Has the closing time finally been rung on The Campaign for Real Ale (CAMRA)? Having effectively achieved its goal to promote cask ale as “real” ale, now more than 11,000 real ales are brewed in the UK, the 45-year-old organisation now has an identity crisis, and is looking to its members for a solution, if there is one.
Cynics will tell you Camra’s membership know all about identity crises – once the rebels of the 1970s, they are now mostly older dads and grandads – purists upholding Camra’s “cask only” creed as sacred. There is no doubt that the country needed a decent traditional ale at the time, with cheap fizzy lagers and insipid industrial keg bitters dominating pub bar tops.
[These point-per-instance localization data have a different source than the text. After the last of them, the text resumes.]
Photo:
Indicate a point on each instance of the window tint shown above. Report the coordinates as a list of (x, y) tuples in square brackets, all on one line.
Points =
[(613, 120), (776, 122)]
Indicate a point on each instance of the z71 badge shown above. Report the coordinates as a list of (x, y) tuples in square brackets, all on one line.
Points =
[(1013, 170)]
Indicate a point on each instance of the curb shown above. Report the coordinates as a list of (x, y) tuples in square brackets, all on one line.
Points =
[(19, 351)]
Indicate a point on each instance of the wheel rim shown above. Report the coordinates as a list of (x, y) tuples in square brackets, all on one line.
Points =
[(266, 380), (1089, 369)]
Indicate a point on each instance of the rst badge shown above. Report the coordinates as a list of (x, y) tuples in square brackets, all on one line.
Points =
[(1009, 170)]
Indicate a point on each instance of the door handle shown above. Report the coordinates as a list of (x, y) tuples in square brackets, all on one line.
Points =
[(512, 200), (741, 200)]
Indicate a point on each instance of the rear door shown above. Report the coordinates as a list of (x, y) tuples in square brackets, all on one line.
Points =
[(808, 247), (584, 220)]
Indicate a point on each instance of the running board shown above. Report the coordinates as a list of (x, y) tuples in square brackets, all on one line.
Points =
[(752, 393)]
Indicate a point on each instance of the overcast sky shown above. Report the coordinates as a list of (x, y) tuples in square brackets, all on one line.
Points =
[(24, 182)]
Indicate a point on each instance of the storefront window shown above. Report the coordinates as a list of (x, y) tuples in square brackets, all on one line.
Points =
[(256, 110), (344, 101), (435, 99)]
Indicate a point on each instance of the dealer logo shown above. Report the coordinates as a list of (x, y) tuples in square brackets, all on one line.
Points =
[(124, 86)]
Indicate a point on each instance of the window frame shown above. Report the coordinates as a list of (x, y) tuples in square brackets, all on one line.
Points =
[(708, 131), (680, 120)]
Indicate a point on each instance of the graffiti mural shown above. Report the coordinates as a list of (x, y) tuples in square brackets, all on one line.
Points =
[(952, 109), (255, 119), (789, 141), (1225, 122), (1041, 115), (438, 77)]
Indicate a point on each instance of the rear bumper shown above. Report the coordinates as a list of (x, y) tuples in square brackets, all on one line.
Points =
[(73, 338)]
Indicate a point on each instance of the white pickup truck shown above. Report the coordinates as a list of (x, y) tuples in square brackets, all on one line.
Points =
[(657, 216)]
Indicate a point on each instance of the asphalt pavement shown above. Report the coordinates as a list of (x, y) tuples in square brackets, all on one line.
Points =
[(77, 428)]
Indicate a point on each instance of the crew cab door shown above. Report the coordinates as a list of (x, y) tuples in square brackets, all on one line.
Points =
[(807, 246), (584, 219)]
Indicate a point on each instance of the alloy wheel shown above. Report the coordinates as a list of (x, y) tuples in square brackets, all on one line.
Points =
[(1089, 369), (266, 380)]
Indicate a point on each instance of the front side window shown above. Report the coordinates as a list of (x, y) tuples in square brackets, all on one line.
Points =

But now, thanks to current methods of brewing lagers, pale ales, porters and the like, “good” doesn’t necessarily mean “cask”. But try telling that to the hardcore Camra folk.
Camra is not an organisation known for embracing change but has admitted it might need to focus on the interest in other beers, such as the craft beer supplied in kegs or cans – the sort of drinks Camra swore to oust. After all, cans and kegs have traditionally been the vessels of choice for Red Stripe, Carling, and other indistinguishable, low-strength lagers.
Camra has received more than 12,000 responsesto its Revitalisation Project consultation. However its members vote, Camra deserves credit for weighing up the options in a quickly changing market. The organisation is in the unenviable position of potentially alienating their core following, to appeal to a larger audience, sacrificing some of its most guarded morals.
Camra has won the battle, so what’s next?’ Since its inception, Camra’s most concrete rule was to fight for good quality beer, so at least it can still do that. Perhaps it is time to call Time Gentleman Please.